What advice would you give to women looking to get into a similar career?

“I think it’s important to remember that there are lots of different ways you can help in conservation and different routes you can take. Before starting here at Durrell, I have worked as both a Registered Veterinary Nurse and as an Associate Practitioner in the Histology laboratory at the General Hospital. Many skills that you can gain are transferable which has been shown in my ability to move from animals to humans (and back again!). I would advise people to take every opportunity and go out and see all different jobs that are available to gain experience in a range of roles.”  
Stephanie Hay, Veterinary Administrative Assistant 

“You have to want to make things happen and move yourself forward. Persevere and take on challenges to reach your goals. Don't be afraid to make mistakes and learn from them with regular self-evaluation. Continue wanting to learn new things. Value the feedback you get from others.” 
Lantotiana Hantanirinasoa, Human Resources Manager, Madagascar Field Programme

Are there any women role models who inspire you and why?

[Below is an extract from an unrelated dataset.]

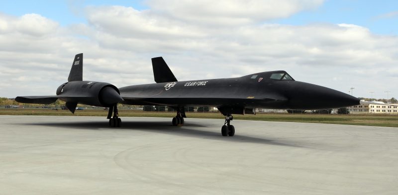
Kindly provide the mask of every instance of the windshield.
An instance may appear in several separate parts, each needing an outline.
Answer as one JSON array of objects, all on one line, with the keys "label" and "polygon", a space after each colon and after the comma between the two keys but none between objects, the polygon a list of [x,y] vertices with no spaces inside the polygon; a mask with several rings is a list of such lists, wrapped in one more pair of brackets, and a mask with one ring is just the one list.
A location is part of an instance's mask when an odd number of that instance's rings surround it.
[{"label": "windshield", "polygon": [[273,73],[271,75],[270,78],[276,80],[294,80],[289,74],[286,72]]}]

“While I don’t necessarily have role models, I would be remiss if I didn’t acknowledge the importance of one woman to my work and what I am able to do today. If you look for any information regarding vegetation and ecological history within the Mascarenes region, you will find over and over the name Wendy Strahm. So much of what I know about flora species’ history and conservation status over time is because of her. I still do surveys of locations of rare plants that she originally found over twenty years ago. Seeing the amount of work that she did in the Mascarenes region thirty years ago, during which it would have been even more difficult to be a woman (and a woman in science), gives me hope to what I can accomplish.” 
Cacey Cottrill, Round Island Flora Restoration Biologist, Mauritius Field Programme 

“There are two women who inspire me a lot. Marie Curie, who proved that science is not a discipline reserved for men. In addition, she could balance family life and a scientific career by being a mother and wife and a physicist and a chemist at the same time. The other is Michelle Obama, who, through her committed actions, inspired girls and women. She gave them the strength to believe that they could become whatever they wanted, regardless of their gender, skin colour, or social background.” 
Hanitra Nomentsoa Andrianantenaina, Training Coordinator, Madagascar Field Programme

"I am lucky to have many within the sector, including Dr E.J. Milner-Gulland, Dr Abigail Entwistle and Katie Lee-Brooks. All women who manage to have a great impact in conservation and give their time to supporting others, whilst seamlessly managing family and work life (well, on the face of it, anyway!). Also, my sister, Charlotte Bray, a brilliant contemporary composer who is an incredible role model for young women in her sector and uses her music to bring attention to current events such as climate change, war, the plight of refugees, as well as a piece that explores discrimination and the sacrifices women make (all whilst balancing family life!)."